As the laboured title promises, the Israeli writer/director’s film is the tale of an aging hustler (Richard Gere), the kind of guy who spends all his time telling you about his connections to New York’s most powerful and pre-eminent. He’s at every event, wrangling invitations to dinners and parties, always happy to introduce someone to someone else.
The Yiddish term for this kind of person is “macher,” usually deployed in a derogatory sense to describe a schnook with delusions of grandeur. The term is appropriate here, because Norman the movie is set in the hermetic universe of New York’s Jewish community, and Norman the character has spent his entire adult life trying to forge alliances with people who know better than to talk to him.
Then Norman befriends an Israeli deputy minister (Lior Ashkenazi) in town for a conference, and three years later winds up with a line to real power. Just when he should be able to enjoy the fruits of his labour, his compulsive need to boast about his amazing turn of fortune could destroy everything both men have worked for.
Gere is very good, offering glimpses of the emptiness behind Norman’s smile rather than going bigger with the craven mugging the part seems to invite. (Imagine Dustin Hoffman or Al Pacino in the role.) Ashkenazi, who starred in Cedar’s Footnote, is pretty good, too. And Cedar surrounds them with a fine cast that includes Michael Sheen, Steve Buscemi, Harris Yulin, Charlotte Gainsbourg and Dan Stevens.

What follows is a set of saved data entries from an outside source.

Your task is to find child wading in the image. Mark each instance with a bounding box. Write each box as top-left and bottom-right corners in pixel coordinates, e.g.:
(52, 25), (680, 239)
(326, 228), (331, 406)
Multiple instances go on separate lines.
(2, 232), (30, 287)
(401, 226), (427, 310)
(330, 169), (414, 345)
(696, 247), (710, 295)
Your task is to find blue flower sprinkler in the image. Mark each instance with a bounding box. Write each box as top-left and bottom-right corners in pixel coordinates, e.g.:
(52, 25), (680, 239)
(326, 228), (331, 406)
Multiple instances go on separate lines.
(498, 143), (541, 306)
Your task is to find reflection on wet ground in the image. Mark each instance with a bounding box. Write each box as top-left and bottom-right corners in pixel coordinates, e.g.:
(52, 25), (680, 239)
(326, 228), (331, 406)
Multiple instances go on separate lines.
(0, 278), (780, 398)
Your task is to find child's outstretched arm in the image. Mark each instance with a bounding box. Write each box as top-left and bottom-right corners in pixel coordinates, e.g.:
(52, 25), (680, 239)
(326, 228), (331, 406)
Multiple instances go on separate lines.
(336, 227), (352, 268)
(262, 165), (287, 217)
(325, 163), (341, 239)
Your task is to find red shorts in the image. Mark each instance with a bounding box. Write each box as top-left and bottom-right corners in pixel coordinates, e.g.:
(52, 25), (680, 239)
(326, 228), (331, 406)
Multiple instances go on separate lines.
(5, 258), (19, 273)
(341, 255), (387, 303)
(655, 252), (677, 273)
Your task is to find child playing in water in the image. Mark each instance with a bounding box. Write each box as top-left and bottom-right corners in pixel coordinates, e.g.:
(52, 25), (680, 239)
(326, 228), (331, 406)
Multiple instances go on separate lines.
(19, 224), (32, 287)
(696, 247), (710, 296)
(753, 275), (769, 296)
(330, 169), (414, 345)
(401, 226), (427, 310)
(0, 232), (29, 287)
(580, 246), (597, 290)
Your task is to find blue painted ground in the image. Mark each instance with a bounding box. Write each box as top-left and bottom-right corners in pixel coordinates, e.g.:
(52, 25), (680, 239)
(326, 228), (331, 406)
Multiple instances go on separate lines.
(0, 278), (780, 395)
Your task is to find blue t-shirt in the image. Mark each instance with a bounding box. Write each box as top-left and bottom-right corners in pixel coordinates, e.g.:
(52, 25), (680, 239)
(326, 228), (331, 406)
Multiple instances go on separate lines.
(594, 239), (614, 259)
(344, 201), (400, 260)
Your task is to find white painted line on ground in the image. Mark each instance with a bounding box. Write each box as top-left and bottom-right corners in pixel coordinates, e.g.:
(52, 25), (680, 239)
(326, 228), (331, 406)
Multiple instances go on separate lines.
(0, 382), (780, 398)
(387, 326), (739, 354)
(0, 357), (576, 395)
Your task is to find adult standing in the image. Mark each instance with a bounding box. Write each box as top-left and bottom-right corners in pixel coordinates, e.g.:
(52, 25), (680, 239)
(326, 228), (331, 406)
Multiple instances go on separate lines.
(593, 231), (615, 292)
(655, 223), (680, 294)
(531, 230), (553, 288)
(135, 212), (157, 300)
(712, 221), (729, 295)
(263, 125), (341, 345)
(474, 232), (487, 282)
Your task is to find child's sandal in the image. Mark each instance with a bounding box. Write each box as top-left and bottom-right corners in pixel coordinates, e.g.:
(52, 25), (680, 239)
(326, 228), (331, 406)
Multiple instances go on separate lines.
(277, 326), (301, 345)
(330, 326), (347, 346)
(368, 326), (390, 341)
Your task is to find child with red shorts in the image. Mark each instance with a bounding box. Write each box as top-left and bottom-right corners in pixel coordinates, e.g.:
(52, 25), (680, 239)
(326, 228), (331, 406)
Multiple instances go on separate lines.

But if you’ve seen Footnote – a clever idea that grew increasingly precious and irritating as it went along – you might have an understanding of how Norman comes up short. Cedar is his own worst enemy as a filmmaker, slathering everything with self-conscious style: visual gimmicks, an ironically jaunty musical score and a complex plot that’s too clever by half.
The film’s title lays out its narrative trajectory – this ain’t gonna end well – but Cedar’s self-conscious quirkery undermines the genuine pathos he’s chasing. Sometimes the best way to tell a story is to tell it straight. No, this doesn’t apply to every story or movie, but I’m pretty sure this one would have benefited from a firmer hand.
It still plays, thanks largely to the cast, but it could have been so much better.